Part of a handbill of the Green, Robinson &Co Regular Line of
Clipper Ships, c.1860. While this particular poster advertises the
voyage to Auckland, New Zealand, the writing on the side boasts of
the time taken for the same ship to reach Melbourne from
Liverpool (80 days) and from Liverpool to Sydney (85 days).
At an average of three months, the passage in the 1860s was considerably faster than it had been fifty to seventy years earlier but it was still a long, monotonous and, for the most part, dull, voyage. To help relieve the boredom, passengers often kept a diary or a journal or plotted the course taken on one of the route maps issues to them by the ticket vendor.


Two facing pages from a ship's log book, kept during a journey to Australia.

A passengers' track, wind and current map, issued by the Orient Line.
The first sight of land must have come as a very welcome relief to the travellers, even if the anticipation was tinged with trepidation. For most new immigrants arriving after the gold rush period, however, there was already a friend or relative in Australia to meet them at the wharf.

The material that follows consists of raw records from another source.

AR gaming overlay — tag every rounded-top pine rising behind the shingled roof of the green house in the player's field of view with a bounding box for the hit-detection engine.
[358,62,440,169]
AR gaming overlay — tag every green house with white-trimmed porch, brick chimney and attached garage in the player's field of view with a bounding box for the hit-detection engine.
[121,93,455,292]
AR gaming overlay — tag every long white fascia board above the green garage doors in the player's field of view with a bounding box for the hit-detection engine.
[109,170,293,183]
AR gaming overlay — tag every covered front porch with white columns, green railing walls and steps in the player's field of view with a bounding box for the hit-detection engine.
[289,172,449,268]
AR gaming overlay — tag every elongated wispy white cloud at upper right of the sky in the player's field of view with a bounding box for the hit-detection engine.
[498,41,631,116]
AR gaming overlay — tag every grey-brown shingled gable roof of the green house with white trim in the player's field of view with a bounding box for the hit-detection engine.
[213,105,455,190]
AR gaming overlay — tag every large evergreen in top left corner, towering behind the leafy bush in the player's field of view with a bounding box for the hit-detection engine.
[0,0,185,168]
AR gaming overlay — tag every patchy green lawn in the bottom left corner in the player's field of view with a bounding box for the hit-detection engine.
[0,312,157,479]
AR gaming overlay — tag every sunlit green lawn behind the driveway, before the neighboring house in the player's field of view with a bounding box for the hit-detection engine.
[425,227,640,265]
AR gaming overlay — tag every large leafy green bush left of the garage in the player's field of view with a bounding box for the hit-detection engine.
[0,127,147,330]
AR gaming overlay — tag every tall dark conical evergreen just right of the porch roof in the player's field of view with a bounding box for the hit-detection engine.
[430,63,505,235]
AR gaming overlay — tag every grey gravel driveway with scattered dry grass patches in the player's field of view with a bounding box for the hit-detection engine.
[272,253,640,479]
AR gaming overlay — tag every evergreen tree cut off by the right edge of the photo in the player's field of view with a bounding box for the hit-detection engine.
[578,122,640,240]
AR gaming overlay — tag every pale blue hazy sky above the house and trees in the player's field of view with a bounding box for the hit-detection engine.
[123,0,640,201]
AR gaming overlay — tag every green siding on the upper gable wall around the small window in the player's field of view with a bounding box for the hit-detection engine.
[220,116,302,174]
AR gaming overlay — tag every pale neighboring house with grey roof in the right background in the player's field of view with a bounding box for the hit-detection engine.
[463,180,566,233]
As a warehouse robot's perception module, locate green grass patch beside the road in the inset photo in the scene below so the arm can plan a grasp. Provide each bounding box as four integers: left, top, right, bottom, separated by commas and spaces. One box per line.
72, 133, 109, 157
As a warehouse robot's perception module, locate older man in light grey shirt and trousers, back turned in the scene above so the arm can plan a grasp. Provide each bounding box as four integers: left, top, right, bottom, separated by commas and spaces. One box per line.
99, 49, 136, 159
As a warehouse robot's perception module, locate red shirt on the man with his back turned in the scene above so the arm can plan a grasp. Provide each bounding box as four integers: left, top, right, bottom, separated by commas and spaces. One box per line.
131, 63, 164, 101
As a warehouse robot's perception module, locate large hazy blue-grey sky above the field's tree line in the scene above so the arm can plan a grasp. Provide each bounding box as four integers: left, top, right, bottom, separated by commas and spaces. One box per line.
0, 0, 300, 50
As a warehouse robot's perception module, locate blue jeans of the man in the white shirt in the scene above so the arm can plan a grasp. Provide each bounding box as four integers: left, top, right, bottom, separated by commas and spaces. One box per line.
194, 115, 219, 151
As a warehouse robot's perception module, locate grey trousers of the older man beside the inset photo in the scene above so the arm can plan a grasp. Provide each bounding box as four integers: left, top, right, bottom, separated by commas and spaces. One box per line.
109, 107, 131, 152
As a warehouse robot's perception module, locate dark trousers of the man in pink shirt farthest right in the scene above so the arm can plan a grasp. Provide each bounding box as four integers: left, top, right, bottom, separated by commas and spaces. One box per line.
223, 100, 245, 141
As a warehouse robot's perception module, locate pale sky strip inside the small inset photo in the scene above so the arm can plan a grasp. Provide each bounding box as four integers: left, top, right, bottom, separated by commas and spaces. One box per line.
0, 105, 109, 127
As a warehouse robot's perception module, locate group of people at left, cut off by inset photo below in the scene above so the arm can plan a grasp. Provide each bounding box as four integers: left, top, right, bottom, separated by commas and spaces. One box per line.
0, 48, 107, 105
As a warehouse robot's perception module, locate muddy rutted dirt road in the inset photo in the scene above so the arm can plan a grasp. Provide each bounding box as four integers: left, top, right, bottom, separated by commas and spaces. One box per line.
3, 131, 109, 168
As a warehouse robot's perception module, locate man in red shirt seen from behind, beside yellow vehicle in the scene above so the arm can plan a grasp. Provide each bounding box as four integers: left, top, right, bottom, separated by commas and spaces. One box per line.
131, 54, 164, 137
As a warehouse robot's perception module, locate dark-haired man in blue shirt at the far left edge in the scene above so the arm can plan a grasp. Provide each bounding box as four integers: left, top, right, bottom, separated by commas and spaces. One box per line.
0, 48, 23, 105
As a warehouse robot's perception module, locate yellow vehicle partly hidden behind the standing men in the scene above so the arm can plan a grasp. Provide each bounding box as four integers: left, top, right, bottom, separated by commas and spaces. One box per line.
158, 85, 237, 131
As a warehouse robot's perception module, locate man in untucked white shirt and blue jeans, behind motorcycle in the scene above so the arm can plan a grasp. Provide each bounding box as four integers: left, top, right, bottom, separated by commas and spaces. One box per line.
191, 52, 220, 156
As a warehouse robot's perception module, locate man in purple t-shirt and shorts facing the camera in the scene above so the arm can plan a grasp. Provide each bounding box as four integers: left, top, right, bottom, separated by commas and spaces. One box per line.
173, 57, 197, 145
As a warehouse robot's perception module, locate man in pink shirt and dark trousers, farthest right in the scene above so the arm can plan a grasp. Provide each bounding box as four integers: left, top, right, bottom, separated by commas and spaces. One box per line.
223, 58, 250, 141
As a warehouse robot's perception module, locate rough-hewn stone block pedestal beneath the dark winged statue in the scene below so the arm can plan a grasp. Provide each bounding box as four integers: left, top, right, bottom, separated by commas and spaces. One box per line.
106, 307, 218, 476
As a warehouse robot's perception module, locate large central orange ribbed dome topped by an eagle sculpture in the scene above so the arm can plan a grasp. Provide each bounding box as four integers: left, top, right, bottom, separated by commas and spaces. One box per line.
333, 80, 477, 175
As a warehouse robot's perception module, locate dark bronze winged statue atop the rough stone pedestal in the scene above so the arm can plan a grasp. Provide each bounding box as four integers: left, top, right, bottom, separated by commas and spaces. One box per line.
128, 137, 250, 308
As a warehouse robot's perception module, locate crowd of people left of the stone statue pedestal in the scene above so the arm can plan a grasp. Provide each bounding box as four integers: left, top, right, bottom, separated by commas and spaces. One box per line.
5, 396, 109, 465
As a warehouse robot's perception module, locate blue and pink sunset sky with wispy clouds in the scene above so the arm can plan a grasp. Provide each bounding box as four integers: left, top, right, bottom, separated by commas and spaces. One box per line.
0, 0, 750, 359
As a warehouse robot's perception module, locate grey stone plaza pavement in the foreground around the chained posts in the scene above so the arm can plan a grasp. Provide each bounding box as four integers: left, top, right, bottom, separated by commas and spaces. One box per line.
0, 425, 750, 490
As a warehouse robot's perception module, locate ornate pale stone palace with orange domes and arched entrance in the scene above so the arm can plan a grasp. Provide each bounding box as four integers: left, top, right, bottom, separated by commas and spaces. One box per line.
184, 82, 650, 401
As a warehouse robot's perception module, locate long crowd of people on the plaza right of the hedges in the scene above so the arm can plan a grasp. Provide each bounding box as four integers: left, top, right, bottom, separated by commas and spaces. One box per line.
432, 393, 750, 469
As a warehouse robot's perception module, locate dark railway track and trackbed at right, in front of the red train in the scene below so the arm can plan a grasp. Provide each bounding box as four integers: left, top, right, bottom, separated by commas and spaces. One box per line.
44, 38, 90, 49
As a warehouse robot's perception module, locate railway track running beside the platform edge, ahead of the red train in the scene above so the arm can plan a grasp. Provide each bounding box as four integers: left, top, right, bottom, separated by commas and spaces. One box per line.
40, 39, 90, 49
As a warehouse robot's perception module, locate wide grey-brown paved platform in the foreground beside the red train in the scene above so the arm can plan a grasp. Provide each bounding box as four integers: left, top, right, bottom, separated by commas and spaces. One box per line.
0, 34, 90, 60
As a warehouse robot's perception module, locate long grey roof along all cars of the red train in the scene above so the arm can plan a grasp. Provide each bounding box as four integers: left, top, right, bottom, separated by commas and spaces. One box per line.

The Railway Pier, Sandridge, Melbourne, c. 1870. (D2412/D/1)
The Irish in Australia were very adept at using the government's free or assisted passage schemes to help their siblings and neighbours. In certain areas, whole villages were transplanted from Ireland, or sections of a town or city would be almost exclusively Irish. According to David Fitzpatrick:
'It appears the Irish, particularly in recently-settled colonies, showed a marked tendency to settle where the British did not. Secondly, unlike other groups they did not avoid agricultural districts. The heaviest concentrations of Irish settlers were found neither in the cities nor the outback, but in relatively populous regions often enclosing major towns. As one hostile observer wrote:
The Irish do not like going into the interior; but like to hold together like cattle, where they can squat down and gossip about all the ins and outs of the neighbourhood and have their priests and chapel in sight. An Irishman out here for twelve months knows more of the history of the people than an Englishman in seven years.
In general, the Irish in Australia were well dispersed and seldom without non-Irish neighbours to gossip about. Even within the cities, Irish ghettoes never developed: as another witness pointed out, 'Melbourne is far too Irish as a whole to have any special "Irish quarter".'
Indeed, the contribution of the Irish to the building of Australian cities was considerable.